The Dutch government has revealed more plans to curb gambling advertising in the country. New legislation is set to control the way that licensed operators advertise, with specific rules focusing on players under the age of 24.
Details Released on Advertising Ban
The newly proposed ban on gambling advertisements would make changes to the country’s Recruitment, Advertising, and Addiction Prevention Decree. This follows an announcement slightly earlier in July that the country plans to ban TV advertisements. This will be from 1st January 2023.
The amendments will see license holders unable to broadcast untargeted gambling adverts. This ban will extend across almost all mediums. This will cover radio, TV, and public spaces. The latter of these would include sports stadiums, cinemas, and other venues.
Targeted Ads Still Allowed
One key part of the new legislation was a ban on internet advertising. This was not quite as clear as in other areas, with only untargeted ads being banned. This means that companies are still allowed to use targeted ads. However, this is only allowed if the adverts aren’t seen by those who are under 24.

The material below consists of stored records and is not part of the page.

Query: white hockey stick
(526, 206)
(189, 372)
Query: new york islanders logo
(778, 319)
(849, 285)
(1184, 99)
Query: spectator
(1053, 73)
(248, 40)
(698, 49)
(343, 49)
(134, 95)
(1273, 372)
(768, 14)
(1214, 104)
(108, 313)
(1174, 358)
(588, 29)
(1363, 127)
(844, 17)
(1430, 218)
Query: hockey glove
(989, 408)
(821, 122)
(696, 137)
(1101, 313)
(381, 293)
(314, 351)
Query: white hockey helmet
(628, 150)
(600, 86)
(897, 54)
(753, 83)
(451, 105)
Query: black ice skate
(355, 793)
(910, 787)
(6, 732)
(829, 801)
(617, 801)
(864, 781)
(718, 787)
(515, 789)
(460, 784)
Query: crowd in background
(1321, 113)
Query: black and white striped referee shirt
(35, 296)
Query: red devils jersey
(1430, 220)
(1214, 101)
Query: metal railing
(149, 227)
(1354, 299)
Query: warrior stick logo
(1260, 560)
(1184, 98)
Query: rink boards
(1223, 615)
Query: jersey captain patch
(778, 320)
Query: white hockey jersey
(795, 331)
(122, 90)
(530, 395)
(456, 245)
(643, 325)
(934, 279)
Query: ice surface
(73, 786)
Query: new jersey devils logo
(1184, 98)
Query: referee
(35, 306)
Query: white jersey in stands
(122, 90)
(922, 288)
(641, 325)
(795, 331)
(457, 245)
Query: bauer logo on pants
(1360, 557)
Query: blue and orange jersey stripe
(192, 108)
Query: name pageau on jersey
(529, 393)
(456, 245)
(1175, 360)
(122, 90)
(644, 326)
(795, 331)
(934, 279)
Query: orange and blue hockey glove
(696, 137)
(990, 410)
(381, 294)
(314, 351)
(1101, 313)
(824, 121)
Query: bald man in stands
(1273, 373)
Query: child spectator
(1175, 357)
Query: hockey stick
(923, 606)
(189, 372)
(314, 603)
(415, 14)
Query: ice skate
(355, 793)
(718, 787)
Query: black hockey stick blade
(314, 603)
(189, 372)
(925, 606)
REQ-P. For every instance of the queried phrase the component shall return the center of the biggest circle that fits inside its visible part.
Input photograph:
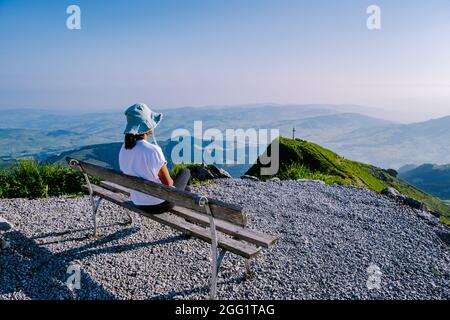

This was elaborated on, with the belief being that under 24s may not have the capabilities to assess gambling risks. The Decree believes that younger players are more likely to be persuaded by advertising which associates a positive attitude and lifestyle with gambling.
The government has noted that feedback from responsible gambling groups in the country was focused on younger people. It has also been highlighted that the country’s Remote Gambling Act has a particular focus on customer protection.
Sports Sponsorship Ban
It is not just TV and online advertising that is going to be impacted by the new changes. A rule is set to come into place that will prohibit license holders from entering partnerships with sports teams in the country. This will come into effect from 1st January 2025, two years after the broadcast bans will be put into place.
The Dutch Gambling market is one of the newest in Europe, with the country finally opening its market for licensing on October 1st, 2021. Since then, it has been busy ironing out policies and implementing rules. Restrictions on advertising, in particular, have been a big talking point since the market opened. Franc Weerwind, the country’s Minister for Legal Protection promised that there will be further restrictions.